Some of the major areas of concern mentioned by healthcare professionals include financial, legal, safety, workload, technological, and training issues. Family practitioners stress that the provision of telehealth services is associated with some uncertainty in the area of reimbursement, which makes family physicians less eager to adopt new technologies (Moore et al., 2017). Patients are also reluctant to use telehealth services due to additional fees while hospitals often have inadequate resources to adopt the technology as their financing is quite limited (Davidson, Simpson, Demiris, Sheikh, & McKinstry, 2013). Financial barriers are closely connected with legal issues.
Unsolved prescription matters and malpractice problems are regarded as considerable obstacles to using telehealth. Safety concerns are also significant barriers as data confidentiality can be violated since more stakeholders and channels appear. Healthcare professionals note that the gaps in the legal status of telehealth technologies, as well as uncertainty in the way these services are reimbursed, contribute to this technology’s slow adoption (Davidson et al., 2013). People choose to use old ways that are associated with clarity, safety, and transparency.
Telehealth requires certain innovations and the development of some technologies. For instance, Davidson et al. (2013) note that the lack of proper software as well as limited integration of telehealth into information systems utilized in the healthcare facilities can potentially lead to various errors or loss of data (see Appendix). Family physicians also note that the integration of telehealth into the existing electronic record system will result in an increased workload for healthcare professionals (Moore et al., 2017). Furthermore, hospitals do not have enough resources to update their technologies.
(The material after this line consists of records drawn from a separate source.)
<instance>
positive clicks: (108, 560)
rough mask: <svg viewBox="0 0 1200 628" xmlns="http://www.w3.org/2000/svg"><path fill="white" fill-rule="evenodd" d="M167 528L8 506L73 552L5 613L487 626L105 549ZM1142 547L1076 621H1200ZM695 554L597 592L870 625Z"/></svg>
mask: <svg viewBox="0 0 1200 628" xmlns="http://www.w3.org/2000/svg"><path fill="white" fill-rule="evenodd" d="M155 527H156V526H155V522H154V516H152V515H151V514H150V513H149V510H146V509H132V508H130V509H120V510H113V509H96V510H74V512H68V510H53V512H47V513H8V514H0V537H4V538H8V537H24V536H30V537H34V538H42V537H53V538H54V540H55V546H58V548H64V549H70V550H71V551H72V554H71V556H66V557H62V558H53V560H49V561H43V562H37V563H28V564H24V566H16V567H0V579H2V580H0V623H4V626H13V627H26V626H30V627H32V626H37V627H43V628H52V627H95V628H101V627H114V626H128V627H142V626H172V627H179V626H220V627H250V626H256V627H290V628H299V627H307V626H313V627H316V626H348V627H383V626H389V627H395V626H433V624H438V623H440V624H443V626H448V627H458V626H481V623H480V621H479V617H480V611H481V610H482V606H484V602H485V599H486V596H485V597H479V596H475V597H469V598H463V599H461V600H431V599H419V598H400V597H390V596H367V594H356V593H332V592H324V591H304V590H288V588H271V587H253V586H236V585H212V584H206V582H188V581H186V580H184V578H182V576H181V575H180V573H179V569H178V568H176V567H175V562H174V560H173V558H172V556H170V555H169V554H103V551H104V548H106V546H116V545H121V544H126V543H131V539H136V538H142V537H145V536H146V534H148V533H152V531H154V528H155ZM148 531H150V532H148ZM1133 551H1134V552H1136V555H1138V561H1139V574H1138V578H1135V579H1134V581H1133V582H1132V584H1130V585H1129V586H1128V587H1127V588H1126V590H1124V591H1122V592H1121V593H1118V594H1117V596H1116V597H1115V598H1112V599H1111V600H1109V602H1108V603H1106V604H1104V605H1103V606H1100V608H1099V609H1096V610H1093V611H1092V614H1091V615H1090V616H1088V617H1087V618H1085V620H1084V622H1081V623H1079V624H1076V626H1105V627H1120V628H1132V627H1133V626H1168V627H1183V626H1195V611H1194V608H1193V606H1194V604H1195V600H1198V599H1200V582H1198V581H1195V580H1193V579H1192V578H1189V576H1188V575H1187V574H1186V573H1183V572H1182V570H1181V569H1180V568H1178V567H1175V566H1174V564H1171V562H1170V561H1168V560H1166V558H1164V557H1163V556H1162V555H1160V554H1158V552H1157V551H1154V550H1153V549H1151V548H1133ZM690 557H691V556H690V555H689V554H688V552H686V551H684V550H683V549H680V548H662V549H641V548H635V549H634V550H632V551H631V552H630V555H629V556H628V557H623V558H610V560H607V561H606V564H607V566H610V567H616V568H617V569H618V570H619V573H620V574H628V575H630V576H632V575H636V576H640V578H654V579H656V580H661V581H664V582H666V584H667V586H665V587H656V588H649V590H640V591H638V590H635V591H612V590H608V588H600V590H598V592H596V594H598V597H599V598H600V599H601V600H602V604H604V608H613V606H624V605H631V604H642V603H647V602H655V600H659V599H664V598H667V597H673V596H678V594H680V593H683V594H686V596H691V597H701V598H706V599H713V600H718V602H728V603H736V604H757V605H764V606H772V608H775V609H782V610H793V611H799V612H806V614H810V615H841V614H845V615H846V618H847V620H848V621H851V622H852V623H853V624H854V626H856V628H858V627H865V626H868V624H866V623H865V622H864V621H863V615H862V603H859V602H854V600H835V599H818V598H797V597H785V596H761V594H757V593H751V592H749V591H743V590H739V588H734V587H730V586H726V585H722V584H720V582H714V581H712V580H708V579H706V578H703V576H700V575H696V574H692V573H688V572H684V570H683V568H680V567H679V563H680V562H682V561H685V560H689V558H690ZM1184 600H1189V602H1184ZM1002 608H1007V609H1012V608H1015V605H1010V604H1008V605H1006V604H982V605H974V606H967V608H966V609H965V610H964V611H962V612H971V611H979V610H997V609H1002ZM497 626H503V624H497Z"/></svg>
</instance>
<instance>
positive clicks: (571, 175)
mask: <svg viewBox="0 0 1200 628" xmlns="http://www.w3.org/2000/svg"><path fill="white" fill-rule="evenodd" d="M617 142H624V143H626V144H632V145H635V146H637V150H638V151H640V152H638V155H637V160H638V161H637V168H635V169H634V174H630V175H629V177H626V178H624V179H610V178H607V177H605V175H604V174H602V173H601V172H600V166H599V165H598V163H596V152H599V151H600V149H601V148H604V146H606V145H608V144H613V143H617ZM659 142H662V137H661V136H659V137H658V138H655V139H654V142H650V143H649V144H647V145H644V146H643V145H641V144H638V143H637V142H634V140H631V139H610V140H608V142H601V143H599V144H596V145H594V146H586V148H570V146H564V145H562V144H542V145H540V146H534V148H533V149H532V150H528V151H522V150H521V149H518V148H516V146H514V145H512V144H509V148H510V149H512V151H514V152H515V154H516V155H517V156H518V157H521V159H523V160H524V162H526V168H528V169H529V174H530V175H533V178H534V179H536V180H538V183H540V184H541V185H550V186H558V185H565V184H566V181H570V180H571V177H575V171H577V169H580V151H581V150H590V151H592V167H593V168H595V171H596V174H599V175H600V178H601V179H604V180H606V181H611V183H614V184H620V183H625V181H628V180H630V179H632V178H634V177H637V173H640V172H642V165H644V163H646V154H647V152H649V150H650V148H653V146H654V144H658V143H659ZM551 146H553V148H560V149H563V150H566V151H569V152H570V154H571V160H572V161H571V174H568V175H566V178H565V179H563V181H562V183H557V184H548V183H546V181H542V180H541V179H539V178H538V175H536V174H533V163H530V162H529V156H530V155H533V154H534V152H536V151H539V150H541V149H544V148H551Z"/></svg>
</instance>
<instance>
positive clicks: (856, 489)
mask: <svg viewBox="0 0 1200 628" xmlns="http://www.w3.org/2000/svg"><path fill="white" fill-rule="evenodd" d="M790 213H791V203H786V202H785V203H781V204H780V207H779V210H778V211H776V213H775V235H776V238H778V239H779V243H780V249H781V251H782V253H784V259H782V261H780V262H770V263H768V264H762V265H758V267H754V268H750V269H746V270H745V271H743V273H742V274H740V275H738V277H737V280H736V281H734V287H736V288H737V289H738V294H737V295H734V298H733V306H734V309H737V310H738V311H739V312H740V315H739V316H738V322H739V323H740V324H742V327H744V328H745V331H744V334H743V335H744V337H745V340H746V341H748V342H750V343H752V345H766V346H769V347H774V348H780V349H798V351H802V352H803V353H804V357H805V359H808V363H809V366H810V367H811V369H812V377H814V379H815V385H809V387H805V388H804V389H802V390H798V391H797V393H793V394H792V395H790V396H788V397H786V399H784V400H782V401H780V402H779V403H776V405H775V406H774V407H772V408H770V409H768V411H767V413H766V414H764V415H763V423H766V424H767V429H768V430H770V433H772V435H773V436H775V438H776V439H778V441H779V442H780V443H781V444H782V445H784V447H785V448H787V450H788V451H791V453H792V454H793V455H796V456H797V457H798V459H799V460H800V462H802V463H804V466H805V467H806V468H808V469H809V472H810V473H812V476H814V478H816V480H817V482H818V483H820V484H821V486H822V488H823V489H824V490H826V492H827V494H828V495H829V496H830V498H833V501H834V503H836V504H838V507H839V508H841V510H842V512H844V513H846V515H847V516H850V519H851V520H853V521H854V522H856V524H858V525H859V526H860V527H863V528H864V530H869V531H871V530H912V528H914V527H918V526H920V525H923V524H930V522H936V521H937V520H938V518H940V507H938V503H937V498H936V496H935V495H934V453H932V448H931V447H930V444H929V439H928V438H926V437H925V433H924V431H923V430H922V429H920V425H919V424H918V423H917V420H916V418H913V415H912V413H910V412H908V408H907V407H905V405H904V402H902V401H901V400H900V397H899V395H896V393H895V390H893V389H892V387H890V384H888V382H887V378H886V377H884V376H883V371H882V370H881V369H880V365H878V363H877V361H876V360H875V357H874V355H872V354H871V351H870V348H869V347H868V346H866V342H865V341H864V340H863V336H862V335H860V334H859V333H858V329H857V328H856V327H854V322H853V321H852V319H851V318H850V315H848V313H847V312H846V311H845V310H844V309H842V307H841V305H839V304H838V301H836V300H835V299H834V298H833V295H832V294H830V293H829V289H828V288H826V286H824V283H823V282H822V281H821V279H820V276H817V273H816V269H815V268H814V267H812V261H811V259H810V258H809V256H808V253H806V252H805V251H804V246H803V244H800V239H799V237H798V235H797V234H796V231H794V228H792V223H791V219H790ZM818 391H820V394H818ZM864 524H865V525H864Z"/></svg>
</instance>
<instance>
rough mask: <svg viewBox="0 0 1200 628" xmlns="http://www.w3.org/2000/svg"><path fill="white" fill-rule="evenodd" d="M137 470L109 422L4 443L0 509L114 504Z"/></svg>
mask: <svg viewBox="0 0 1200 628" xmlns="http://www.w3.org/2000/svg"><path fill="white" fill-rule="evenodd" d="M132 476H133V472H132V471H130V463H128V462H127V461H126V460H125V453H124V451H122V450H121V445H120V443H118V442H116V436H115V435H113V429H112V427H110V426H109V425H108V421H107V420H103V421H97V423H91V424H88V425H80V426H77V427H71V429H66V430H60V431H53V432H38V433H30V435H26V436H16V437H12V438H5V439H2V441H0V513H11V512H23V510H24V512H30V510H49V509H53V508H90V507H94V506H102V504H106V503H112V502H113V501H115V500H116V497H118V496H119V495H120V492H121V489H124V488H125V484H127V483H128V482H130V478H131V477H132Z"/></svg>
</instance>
Importantly, family physicians and nurses claim that insufficient training is one of the central obstacles to the adoption of telehealth. Brown et al. (2017) evaluated an intervention aimed at training the staff. The intervention was regarded positively by healthcare professionals who expressed their willingness to use telehealth technologies more actively. Females were more likely to mention the benefits of training as compared to male healthcare practitioners. Healthcare practitioners also add that curricula in medical schools are characterized by certain gaps that have to be addressed. However, the major focus is on on-job training.
In conclusion, the use of telehealth technologies in family practice often depends on such factors as healthcare professionals’ age, gender, education, years in practice, and the location of the practice. The primary barriers to effective adoption of telehealth include financial, legal, technological, workload, safety, and training issues. Importantly, the existing uncertainty associated with financial and legal aspects of the use of telehealth is contributing to the slow adoption of these technologies. Training is another influential factor affecting healthcare professionals’ views on the matter.
Brown, W., Schmitz, T., Scott, D., & Friesner, D. (2017). Journal of Patient Experience, 4(1), 46-49.
Davidson, E., Simpson, C., Demiris, G., Sheikh, A., & McKinstry, B. (2013). Interactive Journal of Medical Research, 2(2), e29.
Moore, M., Coffman, M., Jetty, A., Klink, K., Petterson, S., & Bazemore, A. (2017). The Journal of the American Board of Family Medicine, 30(3), 320-330.